The summer-house of which Mr Quilp had spoken was a rugged wooden box, rotten and bare to see, which overhung the river's mud, and threatened to slide down into it. The tavern to which it belonged was a crazy building, sapped and undermined by the rats, and only upheld by great bars of wood which were reared against its walls, and had propped it up so long that even they were decaying and yielding with their load, and of a windy night might be heard to creak and crack as if the whole fabric were about to come toppling down. The house stood--if anything so old and feeble could be said to stand--on a piece of waste ground, blighted with the unwholesome smoke of factory chimneys, and echoing the clank of iron wheels and rush of troubled water. Its internal accommodations amply fulfilled the promise of the outside. The rooms were low and damp, the clammy walls were pierced with chinks and holes, the rotten floors had sunk from their level, the very beams started from their places and warned the timid stranger from their neighbourhood.

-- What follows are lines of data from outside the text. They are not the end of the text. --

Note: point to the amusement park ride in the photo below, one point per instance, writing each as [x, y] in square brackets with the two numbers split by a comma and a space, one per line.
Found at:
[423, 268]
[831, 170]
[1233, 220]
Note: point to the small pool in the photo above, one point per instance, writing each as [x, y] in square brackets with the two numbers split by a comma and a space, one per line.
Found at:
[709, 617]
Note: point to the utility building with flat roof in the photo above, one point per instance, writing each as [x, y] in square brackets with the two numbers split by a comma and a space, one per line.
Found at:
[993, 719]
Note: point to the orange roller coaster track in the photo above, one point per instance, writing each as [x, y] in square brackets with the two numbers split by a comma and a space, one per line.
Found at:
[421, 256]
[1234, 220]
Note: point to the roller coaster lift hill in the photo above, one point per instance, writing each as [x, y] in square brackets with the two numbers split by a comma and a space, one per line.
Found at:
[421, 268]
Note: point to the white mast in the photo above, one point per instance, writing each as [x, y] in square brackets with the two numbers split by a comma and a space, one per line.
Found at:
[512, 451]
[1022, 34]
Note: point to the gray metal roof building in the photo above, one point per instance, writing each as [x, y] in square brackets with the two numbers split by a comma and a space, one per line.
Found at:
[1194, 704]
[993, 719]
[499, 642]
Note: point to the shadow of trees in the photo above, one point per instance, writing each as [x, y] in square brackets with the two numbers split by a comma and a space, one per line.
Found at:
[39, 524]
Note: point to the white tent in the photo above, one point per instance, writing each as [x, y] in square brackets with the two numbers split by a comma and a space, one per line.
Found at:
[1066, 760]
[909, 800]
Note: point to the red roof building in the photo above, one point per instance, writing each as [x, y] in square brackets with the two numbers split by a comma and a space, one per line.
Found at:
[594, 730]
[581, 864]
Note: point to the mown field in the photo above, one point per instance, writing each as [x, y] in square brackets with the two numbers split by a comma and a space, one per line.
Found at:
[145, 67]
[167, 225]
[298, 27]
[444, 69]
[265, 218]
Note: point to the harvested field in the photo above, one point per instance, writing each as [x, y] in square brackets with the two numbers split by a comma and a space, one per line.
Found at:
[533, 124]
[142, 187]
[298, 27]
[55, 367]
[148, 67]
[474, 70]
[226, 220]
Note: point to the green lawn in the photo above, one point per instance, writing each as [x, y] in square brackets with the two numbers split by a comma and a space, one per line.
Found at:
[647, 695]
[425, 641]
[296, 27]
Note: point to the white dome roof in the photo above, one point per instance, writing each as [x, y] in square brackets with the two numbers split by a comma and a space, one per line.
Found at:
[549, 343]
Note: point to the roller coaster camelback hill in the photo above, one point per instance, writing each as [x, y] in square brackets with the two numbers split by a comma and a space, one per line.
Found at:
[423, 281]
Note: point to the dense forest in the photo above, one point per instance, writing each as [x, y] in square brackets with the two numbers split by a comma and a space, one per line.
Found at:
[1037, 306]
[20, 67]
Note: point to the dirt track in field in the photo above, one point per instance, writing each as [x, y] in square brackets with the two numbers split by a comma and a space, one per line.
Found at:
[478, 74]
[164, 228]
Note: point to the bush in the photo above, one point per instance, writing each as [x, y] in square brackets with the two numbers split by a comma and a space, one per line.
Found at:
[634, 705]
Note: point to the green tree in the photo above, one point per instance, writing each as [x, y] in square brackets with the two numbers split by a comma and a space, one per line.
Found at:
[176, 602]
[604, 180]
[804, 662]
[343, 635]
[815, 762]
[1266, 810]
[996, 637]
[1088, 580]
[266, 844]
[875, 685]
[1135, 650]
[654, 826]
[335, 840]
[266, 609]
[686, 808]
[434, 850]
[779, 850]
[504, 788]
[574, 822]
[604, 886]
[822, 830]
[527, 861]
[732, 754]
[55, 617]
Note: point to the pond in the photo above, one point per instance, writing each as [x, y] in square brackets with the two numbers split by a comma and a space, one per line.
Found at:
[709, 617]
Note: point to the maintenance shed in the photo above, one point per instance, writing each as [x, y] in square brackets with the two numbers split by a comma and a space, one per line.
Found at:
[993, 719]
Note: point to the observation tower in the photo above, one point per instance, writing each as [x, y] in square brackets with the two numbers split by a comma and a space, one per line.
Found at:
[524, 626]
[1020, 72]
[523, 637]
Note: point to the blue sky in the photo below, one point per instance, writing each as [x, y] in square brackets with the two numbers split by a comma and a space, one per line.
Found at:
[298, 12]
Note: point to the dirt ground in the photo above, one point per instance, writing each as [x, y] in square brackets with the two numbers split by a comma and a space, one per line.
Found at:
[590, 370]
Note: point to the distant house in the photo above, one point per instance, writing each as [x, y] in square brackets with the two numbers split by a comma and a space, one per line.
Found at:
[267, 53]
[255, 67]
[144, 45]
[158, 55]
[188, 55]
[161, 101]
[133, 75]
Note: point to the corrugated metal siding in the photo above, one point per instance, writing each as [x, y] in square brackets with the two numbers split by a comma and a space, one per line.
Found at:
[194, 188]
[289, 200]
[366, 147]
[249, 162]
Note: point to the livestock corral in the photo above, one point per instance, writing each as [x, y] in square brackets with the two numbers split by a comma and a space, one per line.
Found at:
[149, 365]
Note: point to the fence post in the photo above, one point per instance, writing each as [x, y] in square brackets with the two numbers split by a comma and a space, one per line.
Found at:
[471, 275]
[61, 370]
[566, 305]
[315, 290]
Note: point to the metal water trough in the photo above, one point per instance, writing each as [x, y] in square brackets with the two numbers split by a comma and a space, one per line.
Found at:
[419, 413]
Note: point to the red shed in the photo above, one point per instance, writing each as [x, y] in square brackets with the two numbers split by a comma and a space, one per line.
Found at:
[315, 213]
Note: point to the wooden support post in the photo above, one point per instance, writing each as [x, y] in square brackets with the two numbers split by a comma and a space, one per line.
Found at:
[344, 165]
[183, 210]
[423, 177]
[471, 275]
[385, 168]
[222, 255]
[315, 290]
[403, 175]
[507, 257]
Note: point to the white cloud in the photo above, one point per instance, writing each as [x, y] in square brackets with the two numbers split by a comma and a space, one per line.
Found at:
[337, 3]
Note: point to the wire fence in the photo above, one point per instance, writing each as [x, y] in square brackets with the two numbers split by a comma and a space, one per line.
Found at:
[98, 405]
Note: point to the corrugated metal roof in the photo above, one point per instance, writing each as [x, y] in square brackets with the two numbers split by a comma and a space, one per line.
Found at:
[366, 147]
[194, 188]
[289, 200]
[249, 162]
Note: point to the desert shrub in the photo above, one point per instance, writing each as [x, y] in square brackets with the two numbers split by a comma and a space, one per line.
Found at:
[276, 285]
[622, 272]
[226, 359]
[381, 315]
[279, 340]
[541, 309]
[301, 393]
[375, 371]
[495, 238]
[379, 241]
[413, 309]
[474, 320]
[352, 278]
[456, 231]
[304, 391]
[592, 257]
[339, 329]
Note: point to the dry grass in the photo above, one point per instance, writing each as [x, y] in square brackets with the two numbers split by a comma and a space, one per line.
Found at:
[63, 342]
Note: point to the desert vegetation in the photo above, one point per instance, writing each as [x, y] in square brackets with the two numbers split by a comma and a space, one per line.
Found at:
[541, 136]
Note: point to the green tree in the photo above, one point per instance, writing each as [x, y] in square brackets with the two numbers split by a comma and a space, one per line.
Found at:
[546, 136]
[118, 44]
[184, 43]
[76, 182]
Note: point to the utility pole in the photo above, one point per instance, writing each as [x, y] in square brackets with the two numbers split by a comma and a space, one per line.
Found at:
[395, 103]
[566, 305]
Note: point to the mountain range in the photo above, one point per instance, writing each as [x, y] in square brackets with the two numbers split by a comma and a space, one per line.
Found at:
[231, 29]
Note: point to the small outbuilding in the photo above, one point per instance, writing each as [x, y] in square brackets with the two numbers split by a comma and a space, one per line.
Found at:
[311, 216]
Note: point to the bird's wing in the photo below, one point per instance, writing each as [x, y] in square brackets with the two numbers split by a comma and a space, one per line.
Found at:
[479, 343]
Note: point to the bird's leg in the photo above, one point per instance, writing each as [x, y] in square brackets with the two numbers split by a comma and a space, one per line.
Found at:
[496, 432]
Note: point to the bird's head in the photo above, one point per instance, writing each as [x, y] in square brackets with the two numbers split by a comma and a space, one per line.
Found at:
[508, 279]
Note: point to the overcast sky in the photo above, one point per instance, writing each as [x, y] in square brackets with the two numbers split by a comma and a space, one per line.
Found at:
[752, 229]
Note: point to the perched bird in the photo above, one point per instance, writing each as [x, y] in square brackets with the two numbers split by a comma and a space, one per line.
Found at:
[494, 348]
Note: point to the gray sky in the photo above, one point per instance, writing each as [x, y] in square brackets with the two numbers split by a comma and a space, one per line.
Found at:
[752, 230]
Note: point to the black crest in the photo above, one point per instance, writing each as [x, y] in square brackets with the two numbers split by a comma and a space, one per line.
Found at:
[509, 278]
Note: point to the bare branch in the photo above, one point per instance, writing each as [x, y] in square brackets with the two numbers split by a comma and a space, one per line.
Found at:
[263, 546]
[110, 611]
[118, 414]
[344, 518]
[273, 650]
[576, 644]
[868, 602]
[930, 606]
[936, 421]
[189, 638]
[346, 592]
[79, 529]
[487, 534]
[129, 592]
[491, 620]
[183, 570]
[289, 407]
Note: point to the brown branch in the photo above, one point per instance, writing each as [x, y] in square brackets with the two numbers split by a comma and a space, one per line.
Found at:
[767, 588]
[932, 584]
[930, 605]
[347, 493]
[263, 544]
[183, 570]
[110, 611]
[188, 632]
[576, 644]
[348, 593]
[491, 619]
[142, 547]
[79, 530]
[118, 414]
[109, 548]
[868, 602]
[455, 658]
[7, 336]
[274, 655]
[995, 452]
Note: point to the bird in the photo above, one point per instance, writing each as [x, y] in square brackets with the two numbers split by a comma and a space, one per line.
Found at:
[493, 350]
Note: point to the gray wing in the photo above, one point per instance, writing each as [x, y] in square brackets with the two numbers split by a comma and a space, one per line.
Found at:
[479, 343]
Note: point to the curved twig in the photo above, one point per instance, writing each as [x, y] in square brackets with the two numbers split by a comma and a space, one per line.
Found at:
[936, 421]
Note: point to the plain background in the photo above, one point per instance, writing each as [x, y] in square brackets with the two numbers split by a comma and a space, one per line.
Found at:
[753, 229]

To this inviting spot, entreating him to observe its beauties as they passed along, Mr Quilp led Richard Swiveller, and on the table of the summer-house, scored deep with many a gallows and initial letter, there soon appeared a wooden keg, full of the vaunted liquor. Drawing it off into the glasses with the skill of a practised hand, and mixing it with about a third part of water, Mr Quilp assigned to Richard Swiveller his portion, and lighting his pipe from an end of a candle in a very old and battered lantern, drew himself together upon a seat and puffed away.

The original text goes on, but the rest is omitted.